In article <456C2FCE.4000102 at yahoo.co.uk>,
Jules Richardson <julesrichardsonuk at yahoo.co.uk> writes:
Chuck Guzis wrote:
I'm surprised that no mention has been made
of the Soviet-era
machines as being collectible. I seem to recall that Bulgaria was a
center of Iron Curtain big iron production at one time.
Does much of the big stuff survive intact - and if it does, is there enough
supporting documentation and software around to make it interesting for the
private collector, though?
From browsing around sites of European collectors it
appears that some
of this stuff has survived. Fortunately, since they are things
like
PDP-11 clones you don't necessarily need docs for them specifically;
the PDP-11 doc sets will get you by. At least that's what I
understand from reading about it. It might be a little different when
you saw the machines in the flesh. However, since their goal was to
essentially rip-off successful western designs, it would be rather
moot if they weren't software compatible so that they could steal the
software as well. So I'm guessing that the hardware is pretty much a
straight clone.
I have no idea what the actual status is, but my guess
would be that most big
old machines were scrapped for useful parts long ago - [...]

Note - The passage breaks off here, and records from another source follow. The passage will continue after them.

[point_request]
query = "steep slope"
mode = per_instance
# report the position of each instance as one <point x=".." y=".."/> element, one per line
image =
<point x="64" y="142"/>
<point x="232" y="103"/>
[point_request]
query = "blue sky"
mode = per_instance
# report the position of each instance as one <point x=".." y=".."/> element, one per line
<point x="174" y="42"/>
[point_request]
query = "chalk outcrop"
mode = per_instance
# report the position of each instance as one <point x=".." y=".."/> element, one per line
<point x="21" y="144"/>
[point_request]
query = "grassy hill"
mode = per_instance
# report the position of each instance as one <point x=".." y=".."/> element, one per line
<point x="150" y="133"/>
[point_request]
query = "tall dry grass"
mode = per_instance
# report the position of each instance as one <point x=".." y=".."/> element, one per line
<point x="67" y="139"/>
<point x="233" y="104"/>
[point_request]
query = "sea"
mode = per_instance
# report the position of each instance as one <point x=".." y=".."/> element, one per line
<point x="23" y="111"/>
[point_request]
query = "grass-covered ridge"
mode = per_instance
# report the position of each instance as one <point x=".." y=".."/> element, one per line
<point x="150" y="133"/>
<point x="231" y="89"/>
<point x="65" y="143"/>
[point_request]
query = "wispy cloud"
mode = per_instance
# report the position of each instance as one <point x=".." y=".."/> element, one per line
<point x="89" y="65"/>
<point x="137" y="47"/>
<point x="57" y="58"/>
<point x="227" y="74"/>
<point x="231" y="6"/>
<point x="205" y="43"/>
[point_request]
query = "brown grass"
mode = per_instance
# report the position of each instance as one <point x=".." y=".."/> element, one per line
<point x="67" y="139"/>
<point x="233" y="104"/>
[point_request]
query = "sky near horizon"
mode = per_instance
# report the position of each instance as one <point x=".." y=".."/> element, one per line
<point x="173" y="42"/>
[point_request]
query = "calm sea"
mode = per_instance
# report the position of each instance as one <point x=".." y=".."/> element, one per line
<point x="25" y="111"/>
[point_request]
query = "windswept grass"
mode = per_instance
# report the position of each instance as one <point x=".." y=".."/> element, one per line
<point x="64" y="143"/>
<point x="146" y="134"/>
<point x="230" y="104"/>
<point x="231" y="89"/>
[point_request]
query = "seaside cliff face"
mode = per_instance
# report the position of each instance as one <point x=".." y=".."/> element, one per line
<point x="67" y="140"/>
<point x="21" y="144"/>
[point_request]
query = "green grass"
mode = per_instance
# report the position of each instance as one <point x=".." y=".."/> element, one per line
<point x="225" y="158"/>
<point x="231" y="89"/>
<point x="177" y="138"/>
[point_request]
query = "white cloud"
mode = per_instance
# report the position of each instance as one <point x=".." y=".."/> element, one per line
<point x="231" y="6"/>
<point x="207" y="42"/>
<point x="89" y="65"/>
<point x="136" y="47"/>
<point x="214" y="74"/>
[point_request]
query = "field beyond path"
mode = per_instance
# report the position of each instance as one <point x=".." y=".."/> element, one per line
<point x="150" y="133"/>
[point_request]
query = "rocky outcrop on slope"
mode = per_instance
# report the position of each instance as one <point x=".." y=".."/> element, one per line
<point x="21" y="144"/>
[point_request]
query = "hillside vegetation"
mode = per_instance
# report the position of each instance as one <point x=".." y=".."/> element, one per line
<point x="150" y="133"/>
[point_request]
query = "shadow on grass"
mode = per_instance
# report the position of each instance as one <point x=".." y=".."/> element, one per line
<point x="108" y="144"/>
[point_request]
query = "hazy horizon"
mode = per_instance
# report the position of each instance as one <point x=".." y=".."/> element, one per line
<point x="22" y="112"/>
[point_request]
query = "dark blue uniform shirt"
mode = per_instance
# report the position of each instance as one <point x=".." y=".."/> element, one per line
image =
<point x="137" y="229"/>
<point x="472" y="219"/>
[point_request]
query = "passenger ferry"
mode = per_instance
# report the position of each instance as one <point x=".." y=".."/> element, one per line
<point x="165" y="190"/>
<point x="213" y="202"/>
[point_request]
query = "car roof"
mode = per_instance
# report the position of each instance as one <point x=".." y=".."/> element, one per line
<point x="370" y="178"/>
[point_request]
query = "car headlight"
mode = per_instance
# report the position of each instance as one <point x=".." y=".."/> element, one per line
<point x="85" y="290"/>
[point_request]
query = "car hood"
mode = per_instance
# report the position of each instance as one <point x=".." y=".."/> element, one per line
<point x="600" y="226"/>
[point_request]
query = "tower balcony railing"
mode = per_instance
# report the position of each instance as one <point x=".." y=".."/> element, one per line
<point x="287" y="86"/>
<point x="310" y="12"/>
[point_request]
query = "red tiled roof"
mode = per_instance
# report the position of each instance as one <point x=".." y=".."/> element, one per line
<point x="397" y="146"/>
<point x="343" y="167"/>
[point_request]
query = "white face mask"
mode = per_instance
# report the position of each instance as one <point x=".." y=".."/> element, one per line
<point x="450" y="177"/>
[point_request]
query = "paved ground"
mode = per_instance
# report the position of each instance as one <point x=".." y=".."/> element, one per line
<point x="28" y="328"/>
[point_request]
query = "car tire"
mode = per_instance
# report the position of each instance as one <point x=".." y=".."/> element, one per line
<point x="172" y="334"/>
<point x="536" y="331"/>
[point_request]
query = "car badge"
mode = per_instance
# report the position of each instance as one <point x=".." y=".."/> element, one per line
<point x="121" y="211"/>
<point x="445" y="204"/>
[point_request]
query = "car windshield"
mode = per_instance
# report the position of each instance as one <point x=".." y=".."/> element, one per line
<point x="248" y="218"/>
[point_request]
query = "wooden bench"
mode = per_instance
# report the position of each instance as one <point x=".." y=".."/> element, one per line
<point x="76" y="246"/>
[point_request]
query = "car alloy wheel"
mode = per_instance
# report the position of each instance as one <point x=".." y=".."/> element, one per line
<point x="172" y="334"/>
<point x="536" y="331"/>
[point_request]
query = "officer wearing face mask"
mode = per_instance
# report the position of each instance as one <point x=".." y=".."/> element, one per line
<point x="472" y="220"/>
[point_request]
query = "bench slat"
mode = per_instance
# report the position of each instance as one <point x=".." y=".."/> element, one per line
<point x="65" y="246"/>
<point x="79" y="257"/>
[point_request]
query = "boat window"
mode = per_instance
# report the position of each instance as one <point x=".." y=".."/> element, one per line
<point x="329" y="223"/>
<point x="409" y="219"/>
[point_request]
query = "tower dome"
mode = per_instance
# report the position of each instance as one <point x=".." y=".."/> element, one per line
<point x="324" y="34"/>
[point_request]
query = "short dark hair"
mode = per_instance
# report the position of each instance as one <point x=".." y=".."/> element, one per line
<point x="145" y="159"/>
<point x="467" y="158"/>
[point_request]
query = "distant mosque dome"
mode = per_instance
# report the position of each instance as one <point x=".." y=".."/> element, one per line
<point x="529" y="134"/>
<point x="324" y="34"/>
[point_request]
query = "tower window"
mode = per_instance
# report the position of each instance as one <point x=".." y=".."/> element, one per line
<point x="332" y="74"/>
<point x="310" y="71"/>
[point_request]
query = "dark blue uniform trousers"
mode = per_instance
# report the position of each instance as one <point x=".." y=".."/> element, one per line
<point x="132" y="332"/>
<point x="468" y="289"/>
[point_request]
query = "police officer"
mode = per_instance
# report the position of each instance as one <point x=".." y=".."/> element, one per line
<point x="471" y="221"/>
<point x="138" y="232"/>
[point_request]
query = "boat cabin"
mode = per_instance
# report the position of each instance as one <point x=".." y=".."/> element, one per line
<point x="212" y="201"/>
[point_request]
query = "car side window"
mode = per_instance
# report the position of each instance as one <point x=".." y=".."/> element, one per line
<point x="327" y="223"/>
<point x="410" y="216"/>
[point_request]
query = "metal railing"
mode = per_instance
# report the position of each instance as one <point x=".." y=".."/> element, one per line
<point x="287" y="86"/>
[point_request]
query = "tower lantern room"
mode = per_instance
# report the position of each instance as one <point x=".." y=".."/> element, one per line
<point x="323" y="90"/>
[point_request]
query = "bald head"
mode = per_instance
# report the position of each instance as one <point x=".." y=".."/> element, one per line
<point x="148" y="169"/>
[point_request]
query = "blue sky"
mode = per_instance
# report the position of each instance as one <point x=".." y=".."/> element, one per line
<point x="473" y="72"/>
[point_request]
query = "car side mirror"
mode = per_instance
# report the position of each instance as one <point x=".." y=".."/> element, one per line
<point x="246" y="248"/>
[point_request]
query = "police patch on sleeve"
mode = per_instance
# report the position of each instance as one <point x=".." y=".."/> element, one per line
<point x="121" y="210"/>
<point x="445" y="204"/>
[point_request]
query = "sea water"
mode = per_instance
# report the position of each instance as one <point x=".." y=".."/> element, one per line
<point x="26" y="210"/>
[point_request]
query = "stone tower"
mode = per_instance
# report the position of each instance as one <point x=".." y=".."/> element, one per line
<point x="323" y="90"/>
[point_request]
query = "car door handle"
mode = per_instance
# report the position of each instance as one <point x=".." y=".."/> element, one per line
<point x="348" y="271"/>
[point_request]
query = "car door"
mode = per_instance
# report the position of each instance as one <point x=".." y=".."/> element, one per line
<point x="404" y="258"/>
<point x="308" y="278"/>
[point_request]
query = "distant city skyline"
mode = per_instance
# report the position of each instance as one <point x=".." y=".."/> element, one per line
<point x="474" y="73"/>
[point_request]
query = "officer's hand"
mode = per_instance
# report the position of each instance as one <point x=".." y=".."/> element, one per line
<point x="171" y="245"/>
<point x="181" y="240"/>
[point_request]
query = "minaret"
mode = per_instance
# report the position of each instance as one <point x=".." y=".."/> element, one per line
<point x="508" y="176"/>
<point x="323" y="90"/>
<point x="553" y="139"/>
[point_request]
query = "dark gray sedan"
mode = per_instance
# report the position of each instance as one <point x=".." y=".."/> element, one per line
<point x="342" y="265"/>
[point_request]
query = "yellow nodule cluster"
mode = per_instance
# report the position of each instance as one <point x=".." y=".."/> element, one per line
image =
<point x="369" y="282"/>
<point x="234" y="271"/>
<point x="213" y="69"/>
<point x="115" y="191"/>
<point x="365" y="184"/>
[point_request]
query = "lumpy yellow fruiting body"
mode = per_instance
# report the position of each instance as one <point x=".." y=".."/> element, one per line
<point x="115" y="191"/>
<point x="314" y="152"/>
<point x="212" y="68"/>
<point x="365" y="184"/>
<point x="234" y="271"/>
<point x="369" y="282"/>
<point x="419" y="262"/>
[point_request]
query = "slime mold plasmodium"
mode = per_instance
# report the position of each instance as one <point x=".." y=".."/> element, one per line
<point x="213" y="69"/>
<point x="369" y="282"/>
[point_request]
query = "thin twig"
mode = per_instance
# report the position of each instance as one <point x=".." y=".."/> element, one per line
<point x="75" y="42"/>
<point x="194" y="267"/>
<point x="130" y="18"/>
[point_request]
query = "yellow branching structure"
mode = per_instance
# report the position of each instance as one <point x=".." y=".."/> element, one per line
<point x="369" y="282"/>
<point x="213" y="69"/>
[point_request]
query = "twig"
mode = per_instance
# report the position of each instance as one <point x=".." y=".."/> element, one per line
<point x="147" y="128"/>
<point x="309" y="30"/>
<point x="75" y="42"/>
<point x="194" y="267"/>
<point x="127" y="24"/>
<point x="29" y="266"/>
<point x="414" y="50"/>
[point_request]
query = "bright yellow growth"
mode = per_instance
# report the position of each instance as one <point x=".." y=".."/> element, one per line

You'd be surprised what happens in an inefficient market like the
former eastern bloc countries. I saw an episode of Modern Marvels
where NASA was using a number of Soviet era rocket engines from the
early 60s. An engineer on the Soviet project had sequestered them in
a warehouse for 40+ years instead of destroying them as ordered at the
time. My feeling is that the older stuff has more of a chance
surviving in inefficient markets than in efficient market economies.